Rate Case Roundup: Vermont
Looking at a memorandum of understanding submitted in a natural gas LDC’s rate proceeding, the Vermont Public Utility Commission embraced the settlement, finding that the 4% increase provided for therein was just and reasonable. The additional revenues so awarded reflected the same amount requested by the LDC, Vermont Gas Systems.
While the percentage increase may appear relatively small, the company stated in its rate application that it was sensitive to the billing effect the additional revenue requirement could have on customers. The company therefore had asked that $12 million of its system expansion and reliability fund (SERF) be used to mitigate such impacts. In the stipulation filed with the commission, the amount of the SERF to be used for that purpose was lowered to $10.71 million. The commission agreed that it would be appropriate to withdraw that sum from the SERF and apply it to the LDC’s base rates instead.

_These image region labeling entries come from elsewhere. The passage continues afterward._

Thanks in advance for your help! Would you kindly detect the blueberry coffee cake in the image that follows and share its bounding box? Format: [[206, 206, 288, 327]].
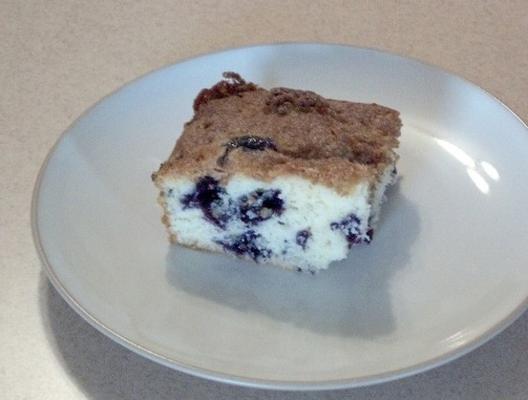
[[152, 72, 401, 272]]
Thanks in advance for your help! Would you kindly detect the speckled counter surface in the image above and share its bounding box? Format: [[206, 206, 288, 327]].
[[0, 0, 528, 400]]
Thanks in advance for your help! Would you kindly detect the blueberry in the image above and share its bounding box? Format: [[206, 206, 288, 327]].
[[217, 136, 277, 165], [216, 229, 271, 261], [238, 189, 284, 225], [181, 176, 236, 229], [295, 229, 312, 250], [330, 214, 372, 247]]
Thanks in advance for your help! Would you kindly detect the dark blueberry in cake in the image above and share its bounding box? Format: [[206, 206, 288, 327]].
[[238, 189, 284, 225], [365, 228, 374, 243], [330, 214, 370, 247], [295, 229, 312, 250], [217, 136, 277, 165], [217, 230, 271, 261], [181, 176, 235, 228]]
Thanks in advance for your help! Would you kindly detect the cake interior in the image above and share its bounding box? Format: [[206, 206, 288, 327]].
[[158, 163, 396, 272]]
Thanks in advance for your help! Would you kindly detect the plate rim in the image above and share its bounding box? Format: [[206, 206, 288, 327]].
[[30, 41, 528, 391]]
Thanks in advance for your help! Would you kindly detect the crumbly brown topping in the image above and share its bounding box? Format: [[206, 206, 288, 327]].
[[264, 87, 330, 115], [193, 72, 257, 111], [154, 73, 401, 192]]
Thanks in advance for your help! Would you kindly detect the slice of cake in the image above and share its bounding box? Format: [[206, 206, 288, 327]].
[[152, 72, 401, 272]]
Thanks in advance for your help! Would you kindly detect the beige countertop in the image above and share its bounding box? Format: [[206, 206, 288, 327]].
[[0, 0, 528, 400]]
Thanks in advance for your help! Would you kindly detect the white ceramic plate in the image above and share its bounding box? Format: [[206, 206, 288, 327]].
[[33, 44, 528, 389]]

The commission drew attention to one aspect of the memorandum of understanding, that being a requirement that the costs of one particular project initiated under the SERF be amortized over a 10-year period rather than be recovered in rates all at one time. The commission expounded that because the development costs associated with that project (the Addison pipeline extension) surpassed $1 million, it would be more beneficial for customers for that expense to be spread out over the next 10 years. In addition, the commission highlighted a provision in the stipulation prohibiting the company from retaining that portion of its revenues otherwise due it under an earnings sharing mechanism.
The commission lauded the parties for incorporating that term in the agreement, noting that by forgoing its share of earnings for the next year, ratepayers were saved as much as $1.01 million. A table attached to the stipulation shows a return of 8.50% on shareholder equity. Re Vermont Gas Systems, Inc., Case No. 17-1238-INV, Oct. 26, 2017 (Vt.P.U.C.).